Can you say more about the business problem you're trying to solve?

1 Like

Is this about ranking straight popularity or particular significance on each day?
The top answer to the former is likely to be "bread and milk" for every single day.
The top answer to the latter could be unusual changes e.g pancake ingredients last Tuesday.

One way of optimising the index for this analysis is to also index SKU pairs. So given ["milk", "bread"] you'd also index them as an alphabetically sorted pair i.e. the pair token "bread_milk". Problem is that is an n-squared indexing strategy so doesn't work well when there are many unique products and many items purchased per basket.

1 Like

Ok - that’s just a ‘terms’ aggregation on a SKU-pair field like I described in my last post. The problem is when you have baskets with more than bread and milk in them.
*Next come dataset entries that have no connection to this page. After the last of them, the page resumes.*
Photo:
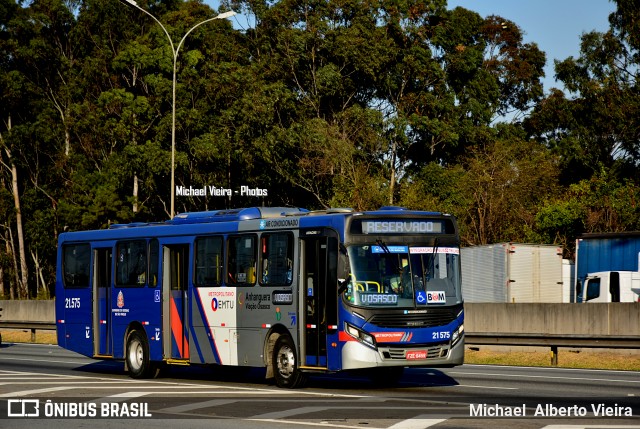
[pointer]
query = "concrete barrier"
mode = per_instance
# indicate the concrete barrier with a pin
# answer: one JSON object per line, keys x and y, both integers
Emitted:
{"x": 597, "y": 319}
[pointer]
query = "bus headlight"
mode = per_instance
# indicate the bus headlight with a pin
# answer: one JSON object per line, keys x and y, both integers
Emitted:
{"x": 360, "y": 335}
{"x": 457, "y": 334}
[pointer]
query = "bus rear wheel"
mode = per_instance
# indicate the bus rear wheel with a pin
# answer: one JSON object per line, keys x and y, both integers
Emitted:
{"x": 285, "y": 364}
{"x": 137, "y": 356}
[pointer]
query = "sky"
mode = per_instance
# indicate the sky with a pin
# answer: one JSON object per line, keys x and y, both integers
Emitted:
{"x": 555, "y": 25}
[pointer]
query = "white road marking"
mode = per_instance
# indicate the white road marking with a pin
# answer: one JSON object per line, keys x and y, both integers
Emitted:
{"x": 35, "y": 392}
{"x": 552, "y": 377}
{"x": 417, "y": 422}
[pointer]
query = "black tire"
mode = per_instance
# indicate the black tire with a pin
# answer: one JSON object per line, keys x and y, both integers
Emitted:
{"x": 285, "y": 364}
{"x": 137, "y": 356}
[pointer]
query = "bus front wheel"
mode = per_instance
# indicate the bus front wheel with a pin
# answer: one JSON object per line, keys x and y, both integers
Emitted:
{"x": 137, "y": 355}
{"x": 285, "y": 363}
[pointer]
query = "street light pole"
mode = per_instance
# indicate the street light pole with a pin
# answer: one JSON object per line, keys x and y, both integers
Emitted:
{"x": 173, "y": 104}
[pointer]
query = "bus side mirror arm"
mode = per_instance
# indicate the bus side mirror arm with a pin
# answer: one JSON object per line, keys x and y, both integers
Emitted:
{"x": 342, "y": 286}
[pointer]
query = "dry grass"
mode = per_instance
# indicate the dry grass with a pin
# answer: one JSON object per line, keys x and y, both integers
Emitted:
{"x": 567, "y": 358}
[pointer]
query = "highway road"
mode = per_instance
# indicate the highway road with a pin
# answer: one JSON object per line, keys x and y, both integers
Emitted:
{"x": 57, "y": 385}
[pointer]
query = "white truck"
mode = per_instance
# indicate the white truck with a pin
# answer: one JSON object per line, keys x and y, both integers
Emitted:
{"x": 611, "y": 286}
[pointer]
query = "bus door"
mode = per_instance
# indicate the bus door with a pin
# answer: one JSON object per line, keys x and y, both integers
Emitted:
{"x": 318, "y": 295}
{"x": 175, "y": 323}
{"x": 102, "y": 302}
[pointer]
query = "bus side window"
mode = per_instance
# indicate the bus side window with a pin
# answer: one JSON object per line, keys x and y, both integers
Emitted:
{"x": 131, "y": 265}
{"x": 76, "y": 265}
{"x": 208, "y": 269}
{"x": 153, "y": 263}
{"x": 276, "y": 254}
{"x": 241, "y": 255}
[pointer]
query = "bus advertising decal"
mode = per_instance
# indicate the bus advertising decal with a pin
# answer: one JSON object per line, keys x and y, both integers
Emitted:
{"x": 392, "y": 337}
{"x": 120, "y": 311}
{"x": 284, "y": 297}
{"x": 436, "y": 297}
{"x": 257, "y": 301}
{"x": 434, "y": 249}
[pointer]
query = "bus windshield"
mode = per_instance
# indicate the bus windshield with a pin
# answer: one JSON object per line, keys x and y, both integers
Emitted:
{"x": 403, "y": 276}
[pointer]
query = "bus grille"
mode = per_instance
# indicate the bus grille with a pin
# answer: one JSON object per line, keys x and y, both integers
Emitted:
{"x": 432, "y": 352}
{"x": 434, "y": 317}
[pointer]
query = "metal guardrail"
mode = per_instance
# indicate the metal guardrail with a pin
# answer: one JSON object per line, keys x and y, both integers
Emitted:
{"x": 471, "y": 338}
{"x": 553, "y": 341}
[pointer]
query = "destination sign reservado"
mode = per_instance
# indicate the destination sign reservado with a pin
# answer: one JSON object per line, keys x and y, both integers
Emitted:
{"x": 401, "y": 226}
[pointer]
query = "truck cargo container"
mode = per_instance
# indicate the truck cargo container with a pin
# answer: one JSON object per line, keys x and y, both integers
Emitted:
{"x": 512, "y": 272}
{"x": 607, "y": 267}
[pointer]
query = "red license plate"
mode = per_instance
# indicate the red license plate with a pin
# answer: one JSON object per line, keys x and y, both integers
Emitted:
{"x": 416, "y": 354}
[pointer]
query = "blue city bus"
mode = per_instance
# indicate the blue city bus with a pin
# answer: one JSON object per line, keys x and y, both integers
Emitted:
{"x": 287, "y": 289}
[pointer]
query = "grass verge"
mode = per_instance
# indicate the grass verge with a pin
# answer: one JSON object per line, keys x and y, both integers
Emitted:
{"x": 566, "y": 358}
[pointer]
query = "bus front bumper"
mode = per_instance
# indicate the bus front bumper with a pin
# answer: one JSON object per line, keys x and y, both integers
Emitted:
{"x": 357, "y": 355}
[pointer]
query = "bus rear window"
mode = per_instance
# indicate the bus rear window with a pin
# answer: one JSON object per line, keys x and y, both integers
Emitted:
{"x": 131, "y": 265}
{"x": 209, "y": 261}
{"x": 76, "y": 265}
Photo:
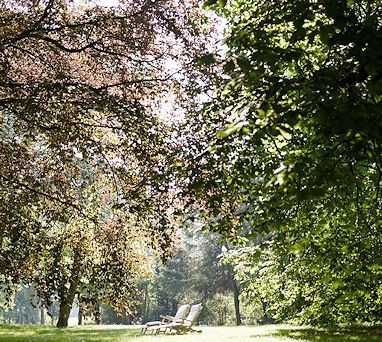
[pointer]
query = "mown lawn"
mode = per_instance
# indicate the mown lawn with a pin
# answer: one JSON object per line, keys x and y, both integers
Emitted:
{"x": 269, "y": 333}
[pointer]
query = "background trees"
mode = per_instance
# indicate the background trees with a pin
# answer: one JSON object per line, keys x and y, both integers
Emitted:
{"x": 293, "y": 154}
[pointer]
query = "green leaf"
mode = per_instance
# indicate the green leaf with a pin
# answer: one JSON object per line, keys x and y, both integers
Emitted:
{"x": 231, "y": 129}
{"x": 206, "y": 59}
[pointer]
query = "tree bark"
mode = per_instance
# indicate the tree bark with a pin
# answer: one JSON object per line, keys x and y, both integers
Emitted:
{"x": 66, "y": 303}
{"x": 236, "y": 293}
{"x": 42, "y": 315}
{"x": 97, "y": 314}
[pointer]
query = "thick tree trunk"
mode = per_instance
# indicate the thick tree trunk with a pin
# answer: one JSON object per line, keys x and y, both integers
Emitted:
{"x": 236, "y": 293}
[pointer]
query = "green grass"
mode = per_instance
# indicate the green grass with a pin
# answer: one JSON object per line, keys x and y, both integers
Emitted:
{"x": 13, "y": 333}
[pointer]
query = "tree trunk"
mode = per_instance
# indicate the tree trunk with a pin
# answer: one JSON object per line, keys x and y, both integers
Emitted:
{"x": 236, "y": 293}
{"x": 80, "y": 313}
{"x": 66, "y": 303}
{"x": 97, "y": 314}
{"x": 42, "y": 315}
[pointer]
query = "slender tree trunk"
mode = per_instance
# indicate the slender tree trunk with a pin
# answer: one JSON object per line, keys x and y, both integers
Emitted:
{"x": 236, "y": 293}
{"x": 42, "y": 315}
{"x": 66, "y": 303}
{"x": 80, "y": 313}
{"x": 97, "y": 315}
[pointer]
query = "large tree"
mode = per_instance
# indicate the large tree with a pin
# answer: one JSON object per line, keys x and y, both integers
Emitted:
{"x": 290, "y": 152}
{"x": 83, "y": 83}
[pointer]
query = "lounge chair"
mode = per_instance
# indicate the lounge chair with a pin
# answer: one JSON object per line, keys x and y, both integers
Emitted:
{"x": 180, "y": 315}
{"x": 183, "y": 325}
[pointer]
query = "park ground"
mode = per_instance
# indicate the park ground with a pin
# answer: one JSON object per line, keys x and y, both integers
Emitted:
{"x": 270, "y": 333}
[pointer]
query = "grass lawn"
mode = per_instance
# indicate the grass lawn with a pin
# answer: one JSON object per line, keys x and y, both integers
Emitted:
{"x": 13, "y": 333}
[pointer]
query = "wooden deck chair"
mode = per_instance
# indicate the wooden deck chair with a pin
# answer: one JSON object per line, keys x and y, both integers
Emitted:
{"x": 184, "y": 325}
{"x": 180, "y": 315}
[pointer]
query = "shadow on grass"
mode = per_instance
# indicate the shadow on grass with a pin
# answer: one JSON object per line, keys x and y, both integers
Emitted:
{"x": 361, "y": 334}
{"x": 17, "y": 333}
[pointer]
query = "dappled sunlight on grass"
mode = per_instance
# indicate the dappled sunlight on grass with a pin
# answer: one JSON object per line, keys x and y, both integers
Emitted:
{"x": 267, "y": 333}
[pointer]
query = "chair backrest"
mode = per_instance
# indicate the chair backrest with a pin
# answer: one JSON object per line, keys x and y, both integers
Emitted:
{"x": 193, "y": 315}
{"x": 182, "y": 312}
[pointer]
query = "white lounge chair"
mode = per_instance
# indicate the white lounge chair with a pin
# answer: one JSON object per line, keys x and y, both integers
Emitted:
{"x": 180, "y": 315}
{"x": 183, "y": 325}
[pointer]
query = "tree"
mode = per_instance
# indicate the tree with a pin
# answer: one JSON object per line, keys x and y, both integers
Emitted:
{"x": 83, "y": 84}
{"x": 290, "y": 151}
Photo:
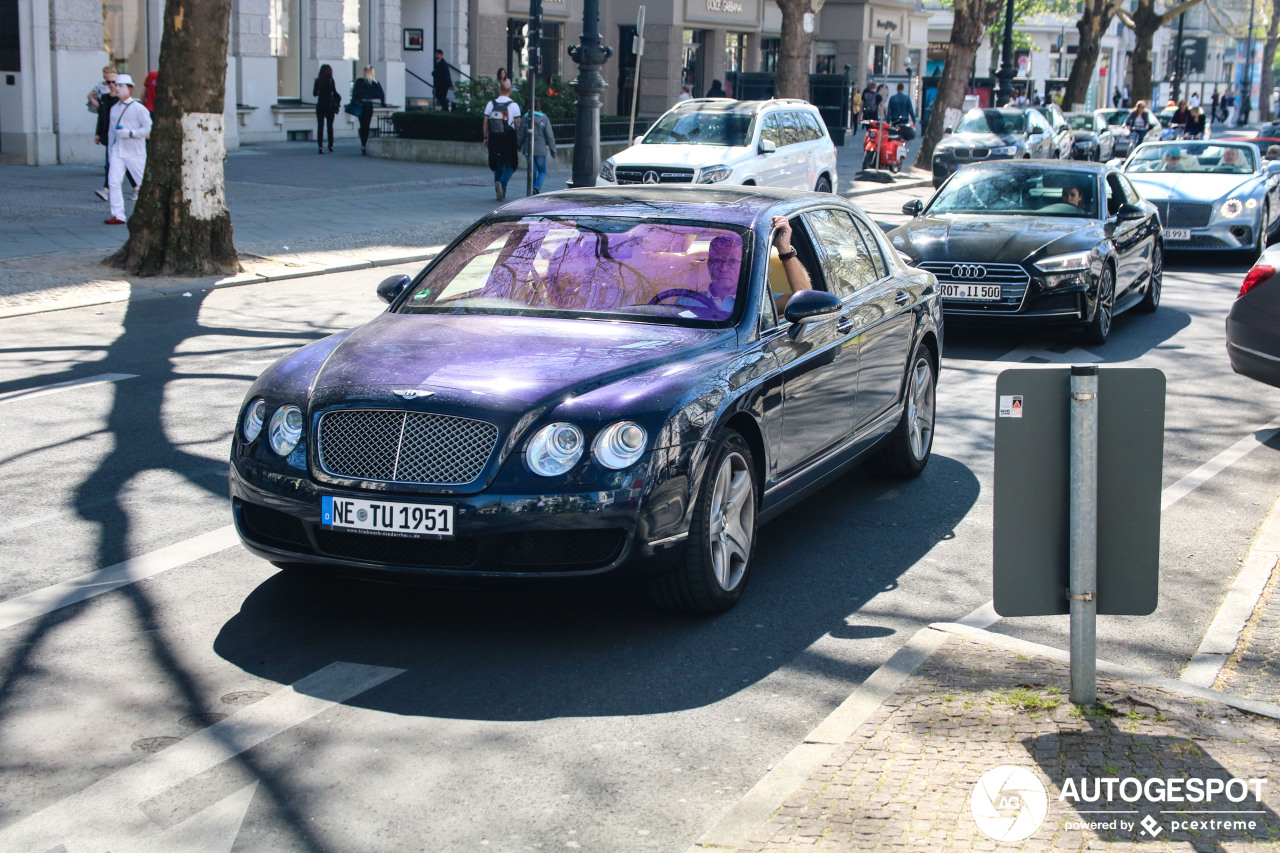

Your application code would have to generate all the pairs for a basket with bread, cheese, milk, eggs, coke etc. That’s a lot of SKU pairs and probably too expensive to generate if baskets are big.
Another approach is to have a two terms aggs on the “SKU” field - one nested under the other. This will give you the top 10 products on a day, and for each of those, the top 10 companion products also bought with those. It’s a slightly different analysis though eg in a worst case scenario a number one product might be selected that is only ever bought on its own (a ticket to park the car on arrival?) and has no pairings. So it’s really the most popular products and what they’re paired with rather than the most popular product pairs. Probably good enough though.

1 Like

Won’t the 2 terms aggs on the SKU field work for you?

So you’d have:

Date agg
    Terms agg on SKU 
         Terms agg on SKU

With complex script that is very likely to blow up memory. What is about the 2 terms aggs approach that doesn’t work for you?